Não dá para a gente ter uma energia elétrica com esse nível de ICMS, com essa quantidade de impostos muito elevados, que a gente tem. Hoje, na conta de energia elétrica das residências, quase metade é imposto. Isso deveria ser olhado com carinho. Não dá para olhar a energia elétrica como se fosse cigarro e bebida.

Qual a sua avaliação sobre o uso de energia nuclear no processo de transição energética?

Acho muito importante, defendo a energia nuclear. Ela traz confiabilidade ao sistema, traz segurança, e é uma energia limpa. Num processo de eletrificação, como estão vivendo o Brasil e o mundo, não dá para renunciar à energia nuclear.
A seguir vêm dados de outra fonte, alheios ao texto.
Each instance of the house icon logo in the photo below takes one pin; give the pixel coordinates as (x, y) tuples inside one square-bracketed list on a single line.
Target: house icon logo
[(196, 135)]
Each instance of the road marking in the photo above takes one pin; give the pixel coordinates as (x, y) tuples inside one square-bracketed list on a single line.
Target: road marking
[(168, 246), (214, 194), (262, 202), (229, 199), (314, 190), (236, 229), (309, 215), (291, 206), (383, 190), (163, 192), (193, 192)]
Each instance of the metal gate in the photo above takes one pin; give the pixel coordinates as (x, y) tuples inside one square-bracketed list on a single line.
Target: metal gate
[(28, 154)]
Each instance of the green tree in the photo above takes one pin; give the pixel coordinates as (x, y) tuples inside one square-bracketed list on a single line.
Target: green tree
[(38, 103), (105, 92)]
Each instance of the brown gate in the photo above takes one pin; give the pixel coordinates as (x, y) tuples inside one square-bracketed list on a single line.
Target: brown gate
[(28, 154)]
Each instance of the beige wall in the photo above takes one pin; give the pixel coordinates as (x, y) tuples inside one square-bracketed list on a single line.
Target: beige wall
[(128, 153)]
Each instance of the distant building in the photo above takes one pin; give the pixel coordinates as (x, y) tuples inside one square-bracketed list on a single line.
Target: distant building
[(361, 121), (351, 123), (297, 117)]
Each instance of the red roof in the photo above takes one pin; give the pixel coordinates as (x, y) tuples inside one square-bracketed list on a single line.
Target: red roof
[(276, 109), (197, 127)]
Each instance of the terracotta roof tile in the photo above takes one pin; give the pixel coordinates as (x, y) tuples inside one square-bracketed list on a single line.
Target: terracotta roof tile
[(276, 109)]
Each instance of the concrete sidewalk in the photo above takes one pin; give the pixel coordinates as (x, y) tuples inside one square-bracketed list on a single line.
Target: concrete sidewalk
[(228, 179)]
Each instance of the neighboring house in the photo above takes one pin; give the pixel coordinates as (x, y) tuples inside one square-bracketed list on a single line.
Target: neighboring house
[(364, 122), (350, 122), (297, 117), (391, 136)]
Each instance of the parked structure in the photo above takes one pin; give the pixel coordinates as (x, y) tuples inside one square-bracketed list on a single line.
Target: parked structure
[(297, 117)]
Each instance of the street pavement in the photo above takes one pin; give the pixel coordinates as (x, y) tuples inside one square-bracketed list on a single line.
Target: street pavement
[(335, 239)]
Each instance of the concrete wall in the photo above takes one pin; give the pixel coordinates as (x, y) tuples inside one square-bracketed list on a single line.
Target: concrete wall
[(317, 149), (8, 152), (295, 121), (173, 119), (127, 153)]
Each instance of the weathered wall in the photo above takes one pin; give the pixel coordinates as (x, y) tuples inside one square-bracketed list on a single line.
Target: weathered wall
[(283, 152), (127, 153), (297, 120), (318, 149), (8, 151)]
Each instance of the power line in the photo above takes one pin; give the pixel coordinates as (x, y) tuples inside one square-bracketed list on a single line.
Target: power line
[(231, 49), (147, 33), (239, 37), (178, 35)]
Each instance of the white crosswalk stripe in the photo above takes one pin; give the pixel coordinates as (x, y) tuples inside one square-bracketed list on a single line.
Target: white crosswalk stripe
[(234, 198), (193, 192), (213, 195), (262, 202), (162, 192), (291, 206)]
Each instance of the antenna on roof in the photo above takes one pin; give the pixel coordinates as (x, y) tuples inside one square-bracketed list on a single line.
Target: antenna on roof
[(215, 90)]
No Brasil, essa discussão deveria ser tratada com mais seriedade. A participação da energia nuclear no Brasil deveria aumentar, vamos olhar a França, por exemplo, voltando a investir em energia nuclear.

O grande desafio dos planejadores de energia elétrica do mundo é construir matrizes elétricas diversificadas, olhando o atributo de cada fonte. Não basta olhar para o preço. Tem que olhar para o atributo. Quando se olha para o atributo, a nuclear tem sim uma importância muito grande, vai ter cada vez mais para a gente resolver o problema de oferta de segurança energética e sustentabilidade.